Last summer, I wrote a blog post called “ATProtocol Record Hydration: Building Privacy-Aware Views”. In it, I explored how ATProtocol’s current features can help create privacy-aware data views. With so much discussion about “private data” and what needs to be built to support it, I want to showcase the existing protocol features that make it possible today.
If you don’t want to read the original post, here’s the main idea: add an optional service field to com.atproto.repo.strongRef and blob types. This field points to a service that uses inter-service authentication to provide the data. Apps that don’t support this feature won’t find the content in the user’s repository. Apps that do support it will control access with permissions.
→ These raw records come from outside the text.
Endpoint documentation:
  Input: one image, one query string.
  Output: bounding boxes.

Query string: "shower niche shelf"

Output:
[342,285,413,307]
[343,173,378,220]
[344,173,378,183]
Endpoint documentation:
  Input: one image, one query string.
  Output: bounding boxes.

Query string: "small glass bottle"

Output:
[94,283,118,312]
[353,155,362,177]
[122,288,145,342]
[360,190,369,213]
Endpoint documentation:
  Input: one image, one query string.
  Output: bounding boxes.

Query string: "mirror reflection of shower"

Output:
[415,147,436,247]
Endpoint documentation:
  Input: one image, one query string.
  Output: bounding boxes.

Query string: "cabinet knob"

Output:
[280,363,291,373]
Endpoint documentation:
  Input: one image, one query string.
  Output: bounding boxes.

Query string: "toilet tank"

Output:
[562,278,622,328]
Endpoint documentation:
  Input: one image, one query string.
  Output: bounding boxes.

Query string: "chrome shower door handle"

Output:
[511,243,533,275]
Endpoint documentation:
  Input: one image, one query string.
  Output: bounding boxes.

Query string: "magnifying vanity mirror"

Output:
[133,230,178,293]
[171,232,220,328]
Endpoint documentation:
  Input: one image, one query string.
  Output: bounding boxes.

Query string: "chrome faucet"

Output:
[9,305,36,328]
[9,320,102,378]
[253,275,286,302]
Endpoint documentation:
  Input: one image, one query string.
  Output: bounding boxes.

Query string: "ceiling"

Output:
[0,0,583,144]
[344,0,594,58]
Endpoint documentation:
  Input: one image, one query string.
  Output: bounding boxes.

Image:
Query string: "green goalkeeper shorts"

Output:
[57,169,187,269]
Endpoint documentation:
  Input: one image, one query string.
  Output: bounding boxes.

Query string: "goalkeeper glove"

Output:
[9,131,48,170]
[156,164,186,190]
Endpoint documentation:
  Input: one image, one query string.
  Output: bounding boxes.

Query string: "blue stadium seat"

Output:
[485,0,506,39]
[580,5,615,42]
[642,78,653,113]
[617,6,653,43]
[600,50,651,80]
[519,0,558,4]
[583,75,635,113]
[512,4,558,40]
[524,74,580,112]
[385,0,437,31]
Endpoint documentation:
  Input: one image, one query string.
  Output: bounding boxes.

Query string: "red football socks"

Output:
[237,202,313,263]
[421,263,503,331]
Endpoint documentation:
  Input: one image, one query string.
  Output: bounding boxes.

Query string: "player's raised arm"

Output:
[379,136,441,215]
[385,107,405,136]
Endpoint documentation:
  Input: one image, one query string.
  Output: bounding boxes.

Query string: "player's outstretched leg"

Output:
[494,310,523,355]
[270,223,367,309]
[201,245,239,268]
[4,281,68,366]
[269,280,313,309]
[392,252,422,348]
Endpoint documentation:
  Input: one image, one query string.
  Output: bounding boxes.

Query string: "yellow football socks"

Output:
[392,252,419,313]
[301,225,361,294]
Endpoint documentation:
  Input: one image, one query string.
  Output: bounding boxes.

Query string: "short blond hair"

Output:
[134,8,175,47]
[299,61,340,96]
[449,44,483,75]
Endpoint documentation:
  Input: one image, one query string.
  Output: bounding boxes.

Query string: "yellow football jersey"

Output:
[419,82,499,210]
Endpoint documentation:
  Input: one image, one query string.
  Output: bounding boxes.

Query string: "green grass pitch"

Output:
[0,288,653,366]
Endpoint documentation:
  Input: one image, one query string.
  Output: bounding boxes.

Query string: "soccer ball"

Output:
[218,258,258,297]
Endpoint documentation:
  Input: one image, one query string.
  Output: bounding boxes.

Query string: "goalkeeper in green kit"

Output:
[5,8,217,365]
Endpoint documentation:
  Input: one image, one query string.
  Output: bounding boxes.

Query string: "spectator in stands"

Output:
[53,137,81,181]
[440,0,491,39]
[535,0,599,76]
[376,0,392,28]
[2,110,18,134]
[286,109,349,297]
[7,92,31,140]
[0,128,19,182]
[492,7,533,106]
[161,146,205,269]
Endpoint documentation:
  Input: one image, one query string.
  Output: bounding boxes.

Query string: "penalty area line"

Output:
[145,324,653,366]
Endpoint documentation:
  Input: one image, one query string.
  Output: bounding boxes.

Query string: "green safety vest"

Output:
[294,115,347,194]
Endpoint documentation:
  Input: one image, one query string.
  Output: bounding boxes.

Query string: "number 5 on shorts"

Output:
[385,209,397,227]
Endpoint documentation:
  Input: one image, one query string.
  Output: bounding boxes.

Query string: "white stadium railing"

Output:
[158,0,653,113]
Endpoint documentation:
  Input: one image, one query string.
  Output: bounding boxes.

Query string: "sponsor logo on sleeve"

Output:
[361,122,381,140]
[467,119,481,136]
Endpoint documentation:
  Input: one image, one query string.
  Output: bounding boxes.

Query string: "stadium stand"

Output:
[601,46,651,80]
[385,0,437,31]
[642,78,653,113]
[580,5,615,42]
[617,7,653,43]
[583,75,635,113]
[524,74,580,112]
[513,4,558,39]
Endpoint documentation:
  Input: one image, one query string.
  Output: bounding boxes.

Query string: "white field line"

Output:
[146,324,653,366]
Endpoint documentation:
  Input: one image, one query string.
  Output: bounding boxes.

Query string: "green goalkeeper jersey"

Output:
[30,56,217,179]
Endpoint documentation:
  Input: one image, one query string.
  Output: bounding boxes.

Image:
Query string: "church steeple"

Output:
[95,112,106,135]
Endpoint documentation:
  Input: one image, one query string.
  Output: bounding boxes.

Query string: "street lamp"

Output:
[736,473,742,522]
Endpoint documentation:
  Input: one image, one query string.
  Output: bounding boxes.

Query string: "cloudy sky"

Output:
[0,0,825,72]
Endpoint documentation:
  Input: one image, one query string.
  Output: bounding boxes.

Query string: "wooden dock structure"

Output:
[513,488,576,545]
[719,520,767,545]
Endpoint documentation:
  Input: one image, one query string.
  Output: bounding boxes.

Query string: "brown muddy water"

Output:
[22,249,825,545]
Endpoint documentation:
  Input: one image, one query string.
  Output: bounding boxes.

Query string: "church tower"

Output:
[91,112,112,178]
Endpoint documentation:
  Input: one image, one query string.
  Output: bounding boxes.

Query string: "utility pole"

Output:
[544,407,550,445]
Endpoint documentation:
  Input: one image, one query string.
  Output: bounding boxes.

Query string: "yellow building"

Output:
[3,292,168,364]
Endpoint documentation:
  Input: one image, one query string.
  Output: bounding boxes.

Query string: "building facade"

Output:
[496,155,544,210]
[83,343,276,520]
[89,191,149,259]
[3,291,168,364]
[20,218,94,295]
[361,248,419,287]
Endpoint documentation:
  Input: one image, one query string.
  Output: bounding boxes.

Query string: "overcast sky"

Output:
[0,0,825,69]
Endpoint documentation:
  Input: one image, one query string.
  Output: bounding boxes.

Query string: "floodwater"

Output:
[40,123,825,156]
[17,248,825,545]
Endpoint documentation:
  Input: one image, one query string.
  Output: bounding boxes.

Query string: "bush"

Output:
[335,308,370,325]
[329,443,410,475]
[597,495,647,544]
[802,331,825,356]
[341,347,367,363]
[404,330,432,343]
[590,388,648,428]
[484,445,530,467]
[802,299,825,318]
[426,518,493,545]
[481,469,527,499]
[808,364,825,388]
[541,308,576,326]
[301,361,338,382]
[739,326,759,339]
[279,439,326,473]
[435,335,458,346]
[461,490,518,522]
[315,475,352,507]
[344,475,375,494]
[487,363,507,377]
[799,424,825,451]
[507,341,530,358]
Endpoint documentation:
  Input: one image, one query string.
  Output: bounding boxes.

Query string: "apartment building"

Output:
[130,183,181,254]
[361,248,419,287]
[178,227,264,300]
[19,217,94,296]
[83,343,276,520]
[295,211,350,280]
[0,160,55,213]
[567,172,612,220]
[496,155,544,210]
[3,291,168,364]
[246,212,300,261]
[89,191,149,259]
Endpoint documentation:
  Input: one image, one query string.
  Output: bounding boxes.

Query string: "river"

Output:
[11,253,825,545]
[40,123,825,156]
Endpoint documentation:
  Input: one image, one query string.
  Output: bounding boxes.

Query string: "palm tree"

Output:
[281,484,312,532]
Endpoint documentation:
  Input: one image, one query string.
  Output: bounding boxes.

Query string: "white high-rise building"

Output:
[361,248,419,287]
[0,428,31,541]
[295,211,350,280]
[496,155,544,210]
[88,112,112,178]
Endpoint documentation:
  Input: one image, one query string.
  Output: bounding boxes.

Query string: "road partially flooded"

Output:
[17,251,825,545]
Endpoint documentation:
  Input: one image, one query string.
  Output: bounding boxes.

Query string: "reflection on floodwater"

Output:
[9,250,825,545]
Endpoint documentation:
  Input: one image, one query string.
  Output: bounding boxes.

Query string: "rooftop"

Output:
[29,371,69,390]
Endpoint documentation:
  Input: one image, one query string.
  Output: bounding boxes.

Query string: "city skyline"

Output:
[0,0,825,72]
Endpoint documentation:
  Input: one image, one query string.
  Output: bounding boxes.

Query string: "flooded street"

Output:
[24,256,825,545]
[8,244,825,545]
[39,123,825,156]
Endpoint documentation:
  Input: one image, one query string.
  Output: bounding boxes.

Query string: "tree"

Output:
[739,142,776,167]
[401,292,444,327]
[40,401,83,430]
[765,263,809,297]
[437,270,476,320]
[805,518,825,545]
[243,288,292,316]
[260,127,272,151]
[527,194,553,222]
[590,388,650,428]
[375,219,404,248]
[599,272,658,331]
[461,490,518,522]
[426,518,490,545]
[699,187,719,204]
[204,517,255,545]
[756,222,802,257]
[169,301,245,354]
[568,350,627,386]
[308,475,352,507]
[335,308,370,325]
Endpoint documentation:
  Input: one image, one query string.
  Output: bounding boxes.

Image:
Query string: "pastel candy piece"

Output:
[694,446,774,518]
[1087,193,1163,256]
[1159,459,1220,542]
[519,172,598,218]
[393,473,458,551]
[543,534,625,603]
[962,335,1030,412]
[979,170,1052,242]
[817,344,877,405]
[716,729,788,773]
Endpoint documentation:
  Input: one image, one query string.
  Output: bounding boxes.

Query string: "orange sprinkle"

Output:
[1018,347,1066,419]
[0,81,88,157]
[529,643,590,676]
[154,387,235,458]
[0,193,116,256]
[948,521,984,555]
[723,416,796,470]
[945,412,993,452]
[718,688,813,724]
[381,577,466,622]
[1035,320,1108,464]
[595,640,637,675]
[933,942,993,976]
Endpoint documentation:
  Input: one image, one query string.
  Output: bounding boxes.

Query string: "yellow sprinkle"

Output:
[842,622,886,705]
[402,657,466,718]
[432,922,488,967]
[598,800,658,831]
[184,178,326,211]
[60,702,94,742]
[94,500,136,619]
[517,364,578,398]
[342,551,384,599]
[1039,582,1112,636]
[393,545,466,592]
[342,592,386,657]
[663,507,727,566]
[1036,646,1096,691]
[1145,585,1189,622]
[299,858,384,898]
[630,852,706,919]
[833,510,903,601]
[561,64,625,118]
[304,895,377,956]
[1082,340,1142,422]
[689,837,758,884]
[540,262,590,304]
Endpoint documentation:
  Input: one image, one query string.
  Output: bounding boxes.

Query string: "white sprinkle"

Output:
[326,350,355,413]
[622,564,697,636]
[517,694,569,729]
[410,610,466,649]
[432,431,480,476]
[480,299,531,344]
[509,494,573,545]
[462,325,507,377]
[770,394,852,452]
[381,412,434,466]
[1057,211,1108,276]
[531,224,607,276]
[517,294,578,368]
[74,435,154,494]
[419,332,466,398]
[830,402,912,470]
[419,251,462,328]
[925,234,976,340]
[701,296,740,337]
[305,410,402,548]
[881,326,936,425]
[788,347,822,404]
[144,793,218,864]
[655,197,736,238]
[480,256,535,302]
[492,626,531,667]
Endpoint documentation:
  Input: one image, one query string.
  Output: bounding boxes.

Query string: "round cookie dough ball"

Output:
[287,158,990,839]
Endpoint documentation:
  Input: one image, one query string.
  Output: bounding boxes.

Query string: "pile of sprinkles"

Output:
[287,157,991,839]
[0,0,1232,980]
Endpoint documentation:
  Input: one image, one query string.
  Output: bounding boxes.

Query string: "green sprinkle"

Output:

That post focused on the mechanics: remote record references, inter-service authentication, and the hydration pattern. This post aims to refine that model. I want to cover three main points: the trust relationships needed for controlled data, why data portability must not be lost when adding access control, and how a permission-aware PDS can join the network’s event stream without exposing record contents.
The Love Triangle
When discussing permissioned data on ATProtocol, people usually focus on two groups: the data owner and those granted access to it. But that view leaves out a third key player: the applications that store, relay, and display the data.
Permissioned data is a love triangle between:
The user who creates and owns the data
The permitted identities that are authorized to access it
The applications that store or relay the data
This is not a flaw. It’s a core part of how the system works, and we should recognize it. By “applications,” I mean more than just the PDS. It includes the PDS that stores the data, the AppView that displays it, and any relay or indexer involved. Every application in this chain is part of the trust relationship.
Export Parity: Permissioned Data Is Still Your Data
Here’s a principle I want to state clearly: a permission-enabled PDS should have the same export controls and functionality as any other PDS.
It can be tempting to treat permissioned records as different when it comes to data portability, but they are not. They are still user-owned records. The repository owner always receives the full CAR file, including the commit, MST, and all record data blocks. Export, import, migration, and backup all work the same as with a standard PDS. This is not up for debate.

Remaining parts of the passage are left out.